Mentre assisto alla sovrapposizione di immagini, di voci, di suoni e di melodie indistinte, mi sono sentito prendere la mano e portare in un altro ambito della Black room, ed io che ero andato ingenuamente ad assistere ad una performance, sono stato gentilmente invitato e coinvolto con modi affabili e seducenti a parteciparvi.
Nudo dalla cintola in su, mi sono sottoposto al trucco, una cosa che non avevo mai fatto prima e ho pensato, tra me e me, visto che ero seduto di fronte ad un fotografo, (dimenticando per un momento il significato del video che avevo visto pochi istanti prima) che così sarei venuto più bello in fotografia.

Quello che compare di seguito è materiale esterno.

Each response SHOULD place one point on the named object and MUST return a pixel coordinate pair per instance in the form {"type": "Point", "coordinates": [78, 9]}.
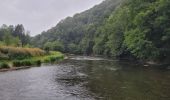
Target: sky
{"type": "Point", "coordinates": [40, 15]}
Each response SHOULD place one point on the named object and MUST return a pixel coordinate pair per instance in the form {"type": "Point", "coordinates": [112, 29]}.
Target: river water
{"type": "Point", "coordinates": [86, 78]}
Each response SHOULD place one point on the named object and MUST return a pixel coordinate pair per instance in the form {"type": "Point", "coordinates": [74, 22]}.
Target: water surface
{"type": "Point", "coordinates": [86, 78]}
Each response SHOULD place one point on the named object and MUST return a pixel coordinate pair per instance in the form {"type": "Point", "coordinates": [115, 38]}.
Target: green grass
{"type": "Point", "coordinates": [4, 65]}
{"type": "Point", "coordinates": [33, 61]}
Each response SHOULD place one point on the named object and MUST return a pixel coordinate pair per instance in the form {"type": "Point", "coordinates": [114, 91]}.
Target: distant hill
{"type": "Point", "coordinates": [117, 28]}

Essere truccato da una donna esula completamente da quello che potrebbe essere interpretato come un atteggiamento civettuolo e almeno per me è stato un momento di rilassamento, di passività, al quale mi sono sottoposto con piacere: avevo qualcuno che si prendeva cura di me.

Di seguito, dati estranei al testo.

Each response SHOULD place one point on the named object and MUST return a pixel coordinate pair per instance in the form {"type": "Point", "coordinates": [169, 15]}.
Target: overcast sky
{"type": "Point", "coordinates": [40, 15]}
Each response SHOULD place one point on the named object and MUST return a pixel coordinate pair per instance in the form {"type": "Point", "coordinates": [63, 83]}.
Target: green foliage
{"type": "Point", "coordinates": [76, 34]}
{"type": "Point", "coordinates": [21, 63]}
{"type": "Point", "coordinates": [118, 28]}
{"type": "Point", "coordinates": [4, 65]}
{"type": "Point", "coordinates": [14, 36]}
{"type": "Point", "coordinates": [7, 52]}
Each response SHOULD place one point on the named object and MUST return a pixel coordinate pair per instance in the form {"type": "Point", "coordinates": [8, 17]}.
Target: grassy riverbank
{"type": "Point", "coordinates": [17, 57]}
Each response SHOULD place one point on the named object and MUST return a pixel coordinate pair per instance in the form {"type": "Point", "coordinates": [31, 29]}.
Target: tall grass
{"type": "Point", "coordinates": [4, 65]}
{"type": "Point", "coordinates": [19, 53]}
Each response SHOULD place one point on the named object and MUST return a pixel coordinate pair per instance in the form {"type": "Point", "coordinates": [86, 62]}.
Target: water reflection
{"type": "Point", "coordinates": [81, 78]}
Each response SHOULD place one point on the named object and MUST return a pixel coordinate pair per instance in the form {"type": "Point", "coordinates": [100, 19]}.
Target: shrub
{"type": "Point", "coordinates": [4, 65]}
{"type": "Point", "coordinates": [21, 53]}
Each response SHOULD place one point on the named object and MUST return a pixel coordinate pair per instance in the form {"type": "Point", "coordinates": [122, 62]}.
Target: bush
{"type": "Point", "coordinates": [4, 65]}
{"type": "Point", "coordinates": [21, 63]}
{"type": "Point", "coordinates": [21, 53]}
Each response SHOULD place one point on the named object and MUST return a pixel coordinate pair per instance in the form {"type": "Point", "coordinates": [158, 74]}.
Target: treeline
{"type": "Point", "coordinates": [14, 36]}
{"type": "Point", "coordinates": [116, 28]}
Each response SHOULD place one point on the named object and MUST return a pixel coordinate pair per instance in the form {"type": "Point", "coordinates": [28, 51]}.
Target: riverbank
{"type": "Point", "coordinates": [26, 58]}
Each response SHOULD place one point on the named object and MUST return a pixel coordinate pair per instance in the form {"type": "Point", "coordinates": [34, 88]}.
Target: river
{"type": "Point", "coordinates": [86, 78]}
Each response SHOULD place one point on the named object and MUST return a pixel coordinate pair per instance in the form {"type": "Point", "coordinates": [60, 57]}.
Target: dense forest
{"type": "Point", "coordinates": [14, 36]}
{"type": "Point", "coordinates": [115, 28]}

Poi dopo l’applicazione del bistro, come fosse un collirio mi sono state applicate le lacrime finte che per necessità sceniche irritano gli occhi che a loro volta diventano un po’ rossi come durante un vero pianto. Pronto per la ripresa il fotografo mi ha chiesto di assumere una espressione che lui ha deciso quale dovesse essere e come un demiurgo ha stabilito ovviamente quando era giunto il momento di premere il pulsante.
Considerando che oggi, con le fotocamere digitali, le foto scattate compaiono immediatamente sullo schermo LCD, ho chiesto come ero venuto? La risposta è stata: "Ieratico".
Roma 27 novembre 2018
P.S. Un ringraziamento ad Alessandro Arrigo ed a Sergio Sechi che si sono incuriositi alla mia persona, fotografandomi.